Malware affecting Google Play apps

The Android malware, found by McAfee’s examination group, is equipped for gathering a scope of delicate information, remembering data for the client’s introduced applications, WiFi and Bluetooth-associated gadgets, and GPS areas.

Also, it can perform promotion extortion by clicking advertisements behind the scenes without the client’s assent, as per the report.

The library registers the device and obtains its configuration from an obfuscated remote server when a user runs an app that contains Goldoson.
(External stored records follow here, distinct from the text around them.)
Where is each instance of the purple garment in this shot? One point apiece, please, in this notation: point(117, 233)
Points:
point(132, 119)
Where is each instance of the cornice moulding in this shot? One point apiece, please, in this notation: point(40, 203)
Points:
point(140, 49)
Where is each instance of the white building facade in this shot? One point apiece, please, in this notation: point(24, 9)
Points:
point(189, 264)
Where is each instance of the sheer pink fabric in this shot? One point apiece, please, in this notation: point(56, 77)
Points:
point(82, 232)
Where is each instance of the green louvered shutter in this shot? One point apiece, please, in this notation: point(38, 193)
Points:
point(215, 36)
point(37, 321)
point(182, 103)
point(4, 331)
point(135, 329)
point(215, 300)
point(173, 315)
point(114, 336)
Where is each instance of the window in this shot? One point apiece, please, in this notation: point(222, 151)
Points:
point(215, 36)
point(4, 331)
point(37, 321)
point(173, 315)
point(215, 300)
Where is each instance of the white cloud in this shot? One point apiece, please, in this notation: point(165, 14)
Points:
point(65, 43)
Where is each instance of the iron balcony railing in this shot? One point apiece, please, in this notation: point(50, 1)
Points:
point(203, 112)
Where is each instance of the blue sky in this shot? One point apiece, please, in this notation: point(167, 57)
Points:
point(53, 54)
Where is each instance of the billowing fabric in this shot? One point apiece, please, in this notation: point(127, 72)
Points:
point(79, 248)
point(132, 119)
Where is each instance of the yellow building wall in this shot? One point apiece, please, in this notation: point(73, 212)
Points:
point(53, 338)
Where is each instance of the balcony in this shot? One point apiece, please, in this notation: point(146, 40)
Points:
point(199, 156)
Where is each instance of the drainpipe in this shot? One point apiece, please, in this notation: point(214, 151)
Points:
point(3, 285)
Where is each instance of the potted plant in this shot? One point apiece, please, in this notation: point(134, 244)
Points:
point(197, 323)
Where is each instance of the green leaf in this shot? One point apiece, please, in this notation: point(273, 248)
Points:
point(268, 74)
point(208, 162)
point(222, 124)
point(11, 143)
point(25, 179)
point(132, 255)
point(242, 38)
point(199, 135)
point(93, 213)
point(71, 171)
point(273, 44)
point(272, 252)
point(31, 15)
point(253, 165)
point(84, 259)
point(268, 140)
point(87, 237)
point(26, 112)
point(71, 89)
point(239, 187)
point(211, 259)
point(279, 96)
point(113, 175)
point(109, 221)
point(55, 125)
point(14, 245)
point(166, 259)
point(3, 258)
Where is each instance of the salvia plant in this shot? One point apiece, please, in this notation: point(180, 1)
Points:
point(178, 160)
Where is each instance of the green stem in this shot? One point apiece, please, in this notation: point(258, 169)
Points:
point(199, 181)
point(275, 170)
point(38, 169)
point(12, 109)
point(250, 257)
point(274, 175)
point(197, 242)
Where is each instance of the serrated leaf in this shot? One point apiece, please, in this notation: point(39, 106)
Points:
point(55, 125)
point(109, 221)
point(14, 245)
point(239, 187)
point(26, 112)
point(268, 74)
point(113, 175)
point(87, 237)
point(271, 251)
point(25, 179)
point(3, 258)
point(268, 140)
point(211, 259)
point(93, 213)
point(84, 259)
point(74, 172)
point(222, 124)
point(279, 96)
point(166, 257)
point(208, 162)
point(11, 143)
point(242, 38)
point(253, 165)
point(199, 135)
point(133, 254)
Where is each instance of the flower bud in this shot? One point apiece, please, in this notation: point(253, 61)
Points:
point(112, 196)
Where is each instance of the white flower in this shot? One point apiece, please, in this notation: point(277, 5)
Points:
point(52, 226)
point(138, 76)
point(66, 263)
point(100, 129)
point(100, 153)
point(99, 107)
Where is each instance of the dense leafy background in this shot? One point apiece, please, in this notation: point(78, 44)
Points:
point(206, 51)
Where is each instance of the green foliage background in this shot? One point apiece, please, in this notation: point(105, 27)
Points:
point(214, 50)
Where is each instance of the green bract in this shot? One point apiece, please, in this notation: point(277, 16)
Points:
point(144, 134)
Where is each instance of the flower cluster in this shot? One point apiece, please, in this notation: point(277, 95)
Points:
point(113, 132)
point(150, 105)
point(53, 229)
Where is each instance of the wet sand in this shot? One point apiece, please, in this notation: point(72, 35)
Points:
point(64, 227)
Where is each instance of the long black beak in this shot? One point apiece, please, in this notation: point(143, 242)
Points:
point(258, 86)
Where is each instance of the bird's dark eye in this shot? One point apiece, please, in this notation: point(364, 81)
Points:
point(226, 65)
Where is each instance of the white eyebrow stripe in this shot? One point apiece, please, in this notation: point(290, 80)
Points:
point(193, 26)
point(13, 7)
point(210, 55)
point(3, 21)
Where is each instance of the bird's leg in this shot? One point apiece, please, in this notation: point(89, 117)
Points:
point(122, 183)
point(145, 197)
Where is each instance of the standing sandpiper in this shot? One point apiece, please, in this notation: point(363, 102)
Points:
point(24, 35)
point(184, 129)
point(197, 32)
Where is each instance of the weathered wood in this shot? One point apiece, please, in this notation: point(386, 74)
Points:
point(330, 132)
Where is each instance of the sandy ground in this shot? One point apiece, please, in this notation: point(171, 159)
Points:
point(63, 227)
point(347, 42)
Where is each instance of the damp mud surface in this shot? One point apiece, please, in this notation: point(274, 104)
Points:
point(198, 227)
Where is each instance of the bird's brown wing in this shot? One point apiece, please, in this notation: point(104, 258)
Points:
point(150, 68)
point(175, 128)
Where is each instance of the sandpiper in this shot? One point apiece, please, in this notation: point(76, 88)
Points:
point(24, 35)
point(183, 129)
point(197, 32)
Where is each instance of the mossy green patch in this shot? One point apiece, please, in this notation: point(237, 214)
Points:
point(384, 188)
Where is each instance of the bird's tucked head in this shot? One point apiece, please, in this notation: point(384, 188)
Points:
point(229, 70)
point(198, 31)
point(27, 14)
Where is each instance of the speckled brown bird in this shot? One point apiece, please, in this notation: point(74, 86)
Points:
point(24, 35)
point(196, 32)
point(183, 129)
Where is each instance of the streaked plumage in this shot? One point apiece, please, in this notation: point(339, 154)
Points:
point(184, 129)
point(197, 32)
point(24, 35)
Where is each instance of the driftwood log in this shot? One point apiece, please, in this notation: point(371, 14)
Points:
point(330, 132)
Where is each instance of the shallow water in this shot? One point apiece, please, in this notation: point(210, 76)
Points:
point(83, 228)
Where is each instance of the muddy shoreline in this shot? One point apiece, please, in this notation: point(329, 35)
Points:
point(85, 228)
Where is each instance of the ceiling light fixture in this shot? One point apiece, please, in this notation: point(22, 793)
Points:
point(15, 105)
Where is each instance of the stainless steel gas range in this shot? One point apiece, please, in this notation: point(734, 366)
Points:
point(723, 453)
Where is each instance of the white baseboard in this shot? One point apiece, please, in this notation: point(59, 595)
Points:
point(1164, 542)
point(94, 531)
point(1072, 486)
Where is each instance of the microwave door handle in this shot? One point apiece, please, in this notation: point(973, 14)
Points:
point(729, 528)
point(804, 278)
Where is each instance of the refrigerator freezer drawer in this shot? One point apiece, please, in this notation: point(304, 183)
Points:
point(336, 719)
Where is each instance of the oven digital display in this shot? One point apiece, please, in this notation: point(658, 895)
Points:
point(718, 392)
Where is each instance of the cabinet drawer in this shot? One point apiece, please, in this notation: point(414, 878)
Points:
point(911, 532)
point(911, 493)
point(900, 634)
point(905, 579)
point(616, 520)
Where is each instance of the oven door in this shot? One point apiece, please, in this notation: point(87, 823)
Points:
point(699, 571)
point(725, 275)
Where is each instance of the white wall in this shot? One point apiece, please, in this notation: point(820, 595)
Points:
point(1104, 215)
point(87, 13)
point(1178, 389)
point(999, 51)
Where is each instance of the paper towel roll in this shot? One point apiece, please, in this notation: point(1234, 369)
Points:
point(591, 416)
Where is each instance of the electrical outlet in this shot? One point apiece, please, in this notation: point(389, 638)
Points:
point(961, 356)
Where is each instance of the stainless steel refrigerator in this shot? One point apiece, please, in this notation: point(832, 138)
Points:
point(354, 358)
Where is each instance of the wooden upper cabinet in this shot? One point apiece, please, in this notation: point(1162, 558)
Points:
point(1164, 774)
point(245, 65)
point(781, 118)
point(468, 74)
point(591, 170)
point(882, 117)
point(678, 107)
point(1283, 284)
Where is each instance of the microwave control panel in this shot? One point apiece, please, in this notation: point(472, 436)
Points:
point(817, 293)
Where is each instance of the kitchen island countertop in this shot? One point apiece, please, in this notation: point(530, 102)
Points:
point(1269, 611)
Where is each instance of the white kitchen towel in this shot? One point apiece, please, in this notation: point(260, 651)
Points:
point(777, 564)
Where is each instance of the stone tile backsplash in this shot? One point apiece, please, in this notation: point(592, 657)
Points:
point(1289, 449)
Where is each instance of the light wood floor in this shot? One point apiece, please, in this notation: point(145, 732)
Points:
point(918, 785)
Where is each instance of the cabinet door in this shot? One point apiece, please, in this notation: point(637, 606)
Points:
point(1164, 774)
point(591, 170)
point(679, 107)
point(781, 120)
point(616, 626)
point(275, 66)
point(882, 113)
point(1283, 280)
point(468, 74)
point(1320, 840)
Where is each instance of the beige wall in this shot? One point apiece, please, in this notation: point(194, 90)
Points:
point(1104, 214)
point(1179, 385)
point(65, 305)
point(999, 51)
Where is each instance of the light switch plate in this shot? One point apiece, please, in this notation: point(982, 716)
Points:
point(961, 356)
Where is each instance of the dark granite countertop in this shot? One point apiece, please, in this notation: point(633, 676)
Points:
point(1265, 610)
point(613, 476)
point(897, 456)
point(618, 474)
The setup tells Goldoson how often and what data-stealing and ad-clicking tasks it should perform on the infected device.

In addition, the report stated that the data collection mechanism typically activates every two days and sends the C2 server a list of installed apps, a history of the device’s geographical location, the MAC addresses of Bluetooth and WiFi-connected devices, and other data.

How much information not entirely settled by the consents conceded to the tainted application during establishment as well as the Android rendition.

The loading HTML code, introducing it into a tailored, hidden WebView, and then employing that to execute a number of URL visits generates ad revenue. Despite the fact that Android 11 and later are better protected against arbitrary data collection, researchers discovered that Goldoson had enough access to sensitive data in 10% of the apps, even in newer OS versions.